Still others debunked the mythology of hunky-dory relationships between white and black Southern women in homes during segregation: one servant, the other served.

Trudier Harris, co-editor of the "Oxford Companion to African American Literature" and daughter of a Tuscaloosa, Ala., domestic, recalled learning to cook meals at age 11 because her mother left before breakfast and returned after supper, cooking for her white employers.

"If we can't destroy the romance of black women working in white homes," she said, "we should work toward humanizing these women."

"That whole history has been buried," said Diane McWhorter, author of "Carry Me Home," the Pulitzer Prize-winning book about race relations in segregated Birmingham.

Her talk at the conference: "Back of the House: An Appreciation." "The front-of-the-house, back-of-the-house relationship among Southerners," summed up John T. Edge, the Southern Foodways director.

"There is this whole idea that soul food and the products of African-American experiences were innate, that they somehow sprung from the womb being able to cook fried chicken," Edge said. "When you talk about 'Mary's got the touch,' you're not paying homage to her 30 years in the kitchen.
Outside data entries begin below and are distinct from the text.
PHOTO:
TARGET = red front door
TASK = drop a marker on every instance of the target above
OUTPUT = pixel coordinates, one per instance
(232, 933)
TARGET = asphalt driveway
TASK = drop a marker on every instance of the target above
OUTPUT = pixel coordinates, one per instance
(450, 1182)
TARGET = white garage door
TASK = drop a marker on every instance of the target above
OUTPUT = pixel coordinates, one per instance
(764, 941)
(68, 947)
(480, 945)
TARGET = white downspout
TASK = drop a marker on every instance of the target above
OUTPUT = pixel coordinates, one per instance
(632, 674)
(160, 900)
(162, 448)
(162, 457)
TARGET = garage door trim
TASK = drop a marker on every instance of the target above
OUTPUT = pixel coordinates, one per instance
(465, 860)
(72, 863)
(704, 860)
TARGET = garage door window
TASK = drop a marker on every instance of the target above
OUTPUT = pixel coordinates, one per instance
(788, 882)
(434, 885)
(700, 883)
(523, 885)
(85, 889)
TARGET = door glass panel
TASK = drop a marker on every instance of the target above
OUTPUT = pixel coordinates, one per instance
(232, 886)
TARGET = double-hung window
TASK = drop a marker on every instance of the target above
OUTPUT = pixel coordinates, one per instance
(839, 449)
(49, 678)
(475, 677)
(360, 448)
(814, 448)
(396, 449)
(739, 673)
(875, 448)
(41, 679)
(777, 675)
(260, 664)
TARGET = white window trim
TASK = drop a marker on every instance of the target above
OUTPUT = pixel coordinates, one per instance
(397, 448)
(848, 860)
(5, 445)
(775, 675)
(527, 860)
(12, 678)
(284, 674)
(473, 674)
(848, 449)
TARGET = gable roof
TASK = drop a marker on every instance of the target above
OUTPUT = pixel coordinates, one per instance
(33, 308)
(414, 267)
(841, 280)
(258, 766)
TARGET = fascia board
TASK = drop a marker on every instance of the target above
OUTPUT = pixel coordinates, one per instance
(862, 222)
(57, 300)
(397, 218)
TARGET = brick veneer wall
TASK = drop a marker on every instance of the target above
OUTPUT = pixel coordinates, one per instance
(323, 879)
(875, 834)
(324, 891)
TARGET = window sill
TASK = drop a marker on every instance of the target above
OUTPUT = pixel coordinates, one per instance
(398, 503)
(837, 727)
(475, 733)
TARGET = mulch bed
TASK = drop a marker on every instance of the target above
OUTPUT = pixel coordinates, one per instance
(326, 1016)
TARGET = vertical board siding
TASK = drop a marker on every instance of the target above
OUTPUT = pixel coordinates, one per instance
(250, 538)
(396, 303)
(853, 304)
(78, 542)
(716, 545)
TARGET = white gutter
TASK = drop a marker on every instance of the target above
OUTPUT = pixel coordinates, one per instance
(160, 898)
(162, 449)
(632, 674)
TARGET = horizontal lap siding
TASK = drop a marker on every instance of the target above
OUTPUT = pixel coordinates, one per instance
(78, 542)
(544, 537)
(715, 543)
You're saying she did it through some sort of hoodoo, as opposed to damn hard work."

Nobody here thinks this symposium is going to turn race relations upside-down; most just think it will help get blacks and whites talking about a difficult subject the way Southerners have traditionally hashed things out: one dish at a time.

"I don't see this turning into this great global thing," Fowler said. "But within the microcosm of the South, I hope people will keep moving closer to understanding how interconnected we are as Southerners."

Added Edge, of something like fried chicken being a pathway to racial enlightenment, "Food is sneaky like that."